A Collection of Becker Restrikes

Sale: Triton X, Lot: 1481. Estimate $10000. 
Closing Date: Monday, 8 January 2007. 
Sold For $13000. This amount does not include the buyer’s fee.

BECKER COUNTERFEITS. A collection of lead restrikes. Struck sometime after 1830. This collection includes most of the known dies of Becker’s work, with a few duplicates. The pieces missing, listed according to Hill’s corpus, are his nos. 6, 92, 112, 128 in the Greek (out of 134 types), and 140, 149, 177, 199, 238, 242, 246, 261, 273 in Roman (out of 140 types). For several of these the dies did not survive, and no restrikes are known. In the early medieval section (47 types) 289 and 292 are lacking, both of which are merely different die pairings of Visigothic tremisses.

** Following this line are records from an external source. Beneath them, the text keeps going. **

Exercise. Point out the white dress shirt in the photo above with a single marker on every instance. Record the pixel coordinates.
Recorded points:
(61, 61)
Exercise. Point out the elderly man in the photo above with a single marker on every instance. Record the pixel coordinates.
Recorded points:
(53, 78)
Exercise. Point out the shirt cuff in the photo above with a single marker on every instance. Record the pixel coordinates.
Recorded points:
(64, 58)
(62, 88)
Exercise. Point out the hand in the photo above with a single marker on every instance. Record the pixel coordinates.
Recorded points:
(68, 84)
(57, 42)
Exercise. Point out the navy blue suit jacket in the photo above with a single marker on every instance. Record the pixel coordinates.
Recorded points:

In Hill’s section on the later medieval types and medals (322-361), the count is complicated by the fact that several of the dies did not survive, and it is even questionable whether many of examples listed are Becker’s work. This collection has Hill 322-325, 331, 332, 333, 335, 336, 337, 342, 343, 345, 346, 347, 352 and the medal for Carl, Prince of Isenburg, 359, which most like represents the bulk of Becker’s production in that area. Also, the die pairs of 18 and 20, Gela and Messana, have been switched, a fact that Hill makes note of. Another curious feature involves the Roman types 150 and 155. These are erotic spintriae, with obverses of Tiberius and Agrippina, and brothel scenes on the reverse. According to the mores of the time, Hill did not illustrate these. The two pieces in this collection were struck with the erotic reverse dies, but they were subsequently erased, leaving only a trace of the image. The pieces in the collection are generally As Struck, with only a few showing a slight powdery deterioration of the metal, and light abrasions on a few others. LOT SOLD AS IS, NO RETURNS. 329 coins in lot.



Carl Wilhelm Becker (1772-1830) was one of the most prolific and accomplished counterfeiters of the 19th century. As early as 1806 he was engaged in the practice of manufacturing false coins and other antiquities, apparently as a adjunct to a trade in genuine antiquities. His market was the wealthy princes of Europe, who filled their cabinets of curiosities with Becker’s work. Although Becker was periodically accused of forgery, he defended himself by claiming his productions were “instructive” in nature, and never sold with the intent to deceive. Notes found in his diary after his death suggest this was not quite true. Becker’s death in April 1830 left his family with little money and a quantity of forged coin dies. From these dies, sets of coins were struck in a lead-tin alloy (actually a poor quality pewter) and sold to collectors and institutions. At some point Becker’s family sold the dies to the Saalfeld Museum, from whence they finally were given to the Kaiser-Friedrich Museum in Berlin in 1911. The present set was struck at some time in the later 19th century, and represents the majority of Becker’s dies that had survived intact. An important and rare study collection of the work of this famous forger.